Muszę wyglądać jak człowiek na Sylwestra, bo idziemy z misiem na bal. Szukam sobie jakiejś sukienki na tą okazję, niby coś tam w szafie jest więc w razie czego nago nie pojdę :) ale może coś wpadnie w oko. No i może wreszcie zrobię zdjęcia i coś tu powklejam, bo mam same nieaktualne,a jakoś wątek lekko czarno biały...
Czarno biały?!Cytat:
Zamieszczone przez puellcia
Taka przenośnia. U innych jakieś zdjątka są jeśli nie własne to zwierząt. Mojej niuni też pstryknę i wrzucę.
A jeśli nie zdjęcia to wykresy:) Tylko, że u mnie co to za wykres-linia prosta :)
Melduję, że wczorajszy plan zrealizowany:)
Brawo za wczoraj. Najtrudniej jest się chyba wyrwać z passy wieczornego podżerania, czy przynajmniej ciągłego myślenia o tymże.
A jak Ci idzie polowanie na kieckę? Ja powinnam, ale oczywiście dziś znów nie chce mi się jechać. Gdzie oglądałaś coś ciekawego?
No i czekam na fotki 8) .
Wykresy są fajne, mogą być od razu bardzo kolorowe ;)
Prosta to też dobra byle pod kątem ;)Cytat:
Zamieszczone przez puellcia
Ekhm ok powinnam napisać-pozioma :) Alek już mnie złapał z język no.
Selva planuję zakupy w sobotę-tropem dawnego stadionu-czyli tam gdzie sie poprzenosili-nie wiem za bardzo gdzie jedziemy bo to pomysł mojej mother:) w życiu nie kupowałam sukienki na bazarze, ale co mi szkodzi. Wątpię, żebym coś znalazła, ale w tzw butikach czy centrach handlowych jakoś nic mi się nie podobało.Ostatnio ktoś mi powiedział, że w Factory, w Ursusie są fajne rzeczy no i pojechałam. Nie ma nic. Znaczy nic co mi się podoba.

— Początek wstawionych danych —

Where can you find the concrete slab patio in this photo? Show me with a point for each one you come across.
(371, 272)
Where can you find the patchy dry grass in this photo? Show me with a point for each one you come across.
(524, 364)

Zależy czego szukasz Selva. Ja mam ten problem, że lubie proste uniwersalne rzeczy. Zadnych falbanek i piórek bo tego nie lubię. No i szukam czegoś z podkreślona talią, waską układającą się na biodrach-w czymś takim wyglądam fajnie.
Ogólnie to suknice-kilka dyżurnych, które lubię, mam ze Stanów albo szyte. Tak jakoś wyszło. No ale w tym roku szycie już nie wchodzi w grę. Za mało czasu.
A dziś bardzo ładnie-biegowo i dietowo. Jutro rano próbuję się zwlec rano. Zobaczymy co z tego wyjdzie.